KESK zorlu bir sınava hazırlanıyor. Fakat toplumsal dinamiklerin dağınıklığı her şekilde kendini hissettiriyor. Böylesi bir süreçte grev kararı alınması işsizliğin, yoksulluğun hak kayıplarının önlenmesi ve toplumsal barışın sağlanması açısından olumluluktur. Ancak toplumsal dinamikler dağınık olsa da, eylem kendi içinde önemli fırsatlar da barındırmaktadır. KESK bu süreci toplumsal mücadeleyi büyütme, aynı zamanda örgütsel yapısını yenileme ve […]
KESK zorlu bir sınava hazırlanıyor. Fakat toplumsal dinamiklerin dağınıklığı her şekilde kendini hissettiriyor.

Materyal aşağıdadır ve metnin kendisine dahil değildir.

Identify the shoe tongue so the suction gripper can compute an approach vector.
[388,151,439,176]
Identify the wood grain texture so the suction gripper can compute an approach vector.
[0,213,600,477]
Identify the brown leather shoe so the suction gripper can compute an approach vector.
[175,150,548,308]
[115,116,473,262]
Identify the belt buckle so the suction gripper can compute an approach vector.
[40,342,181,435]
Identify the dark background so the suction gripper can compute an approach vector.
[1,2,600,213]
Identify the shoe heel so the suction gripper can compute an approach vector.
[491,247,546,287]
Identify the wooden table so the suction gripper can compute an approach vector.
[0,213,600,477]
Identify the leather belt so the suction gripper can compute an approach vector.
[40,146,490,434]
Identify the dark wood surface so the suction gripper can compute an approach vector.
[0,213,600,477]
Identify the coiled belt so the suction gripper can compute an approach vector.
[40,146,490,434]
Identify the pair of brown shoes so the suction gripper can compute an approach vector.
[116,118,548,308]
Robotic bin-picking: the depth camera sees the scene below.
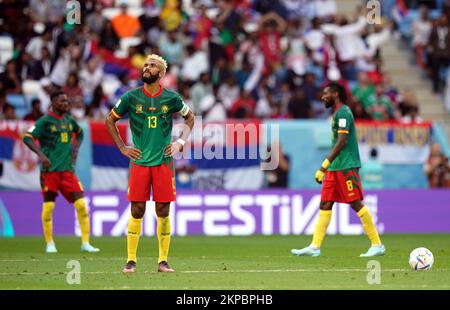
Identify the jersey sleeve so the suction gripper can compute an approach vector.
[24,119,45,139]
[111,93,130,118]
[172,96,189,116]
[336,109,353,134]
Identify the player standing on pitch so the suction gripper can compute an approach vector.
[23,91,99,253]
[106,54,194,273]
[291,83,386,257]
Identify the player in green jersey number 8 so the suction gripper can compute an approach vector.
[291,83,385,257]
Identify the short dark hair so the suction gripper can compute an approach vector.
[31,98,41,106]
[327,82,347,103]
[50,90,65,102]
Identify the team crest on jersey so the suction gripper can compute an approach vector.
[136,104,143,113]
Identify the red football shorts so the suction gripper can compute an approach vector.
[321,168,364,203]
[41,171,83,202]
[128,161,176,202]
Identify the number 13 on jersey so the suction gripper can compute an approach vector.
[148,116,158,128]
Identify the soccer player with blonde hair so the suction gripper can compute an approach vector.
[106,54,194,273]
[291,83,386,257]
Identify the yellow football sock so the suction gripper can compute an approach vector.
[127,215,142,262]
[312,210,331,248]
[156,216,170,263]
[357,206,381,245]
[73,198,91,243]
[41,201,55,243]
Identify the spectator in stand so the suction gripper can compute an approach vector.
[80,58,103,102]
[200,86,227,122]
[111,2,141,38]
[230,89,256,119]
[160,0,182,32]
[0,59,22,94]
[50,43,81,87]
[424,143,450,188]
[0,93,9,120]
[360,148,384,189]
[352,72,375,108]
[159,30,184,66]
[86,85,111,120]
[397,89,418,119]
[429,14,450,93]
[112,73,131,104]
[86,3,106,33]
[100,20,119,51]
[401,105,423,124]
[25,28,55,61]
[365,85,394,121]
[139,2,161,36]
[190,2,213,49]
[314,0,337,21]
[62,71,83,104]
[266,142,290,188]
[412,6,433,69]
[288,88,313,119]
[382,73,399,105]
[3,103,17,121]
[191,72,213,115]
[23,98,44,121]
[30,0,51,24]
[217,75,239,110]
[181,44,209,83]
[28,46,52,80]
[258,12,287,70]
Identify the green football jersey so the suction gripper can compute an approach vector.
[25,112,82,172]
[112,86,188,166]
[328,104,361,171]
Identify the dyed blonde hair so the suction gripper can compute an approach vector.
[147,54,167,75]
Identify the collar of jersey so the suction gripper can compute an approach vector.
[48,111,64,119]
[142,85,163,98]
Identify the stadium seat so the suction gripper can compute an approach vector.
[102,7,144,20]
[6,94,29,118]
[0,36,14,66]
[102,78,120,99]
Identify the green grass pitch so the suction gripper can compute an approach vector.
[0,234,450,290]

Böylesi bir süreçte grev kararı alınması işsizliğin, yoksulluğun hak kayıplarının önlenmesi ve toplumsal barışın sağlanması açısından olumluluktur. Ancak toplumsal dinamikler dağınık olsa da, eylem kendi içinde önemli fırsatlar da barındırmaktadır.
KESK bu süreci toplumsal mücadeleyi büyütme, aynı zamanda örgütsel yapısını yenileme ve toparlama süreci olarak algılamalıdır.
Ücret sendikacılığı anlayışını aşan, yeni bir emek perspektifinin oluşturulması artık zorunluluk haline gelmiştir.
Geleneksel sendikacılığın toplumsal sorunları algılamayan, klasik örgütlenme anlayışı ve örgüt duruşuna karşı demokratik toplumcu bir emek anlayışı geliştirilmelidir. Milyonlarca işçi emekçi örgütsüz, geleceksiz ve önderlikten yoksun durumdadırlar.
Emekçi yığınların örgütsüzlüğü ne sendikaların, nede sol kesimlerin henüz gündeminde değildir.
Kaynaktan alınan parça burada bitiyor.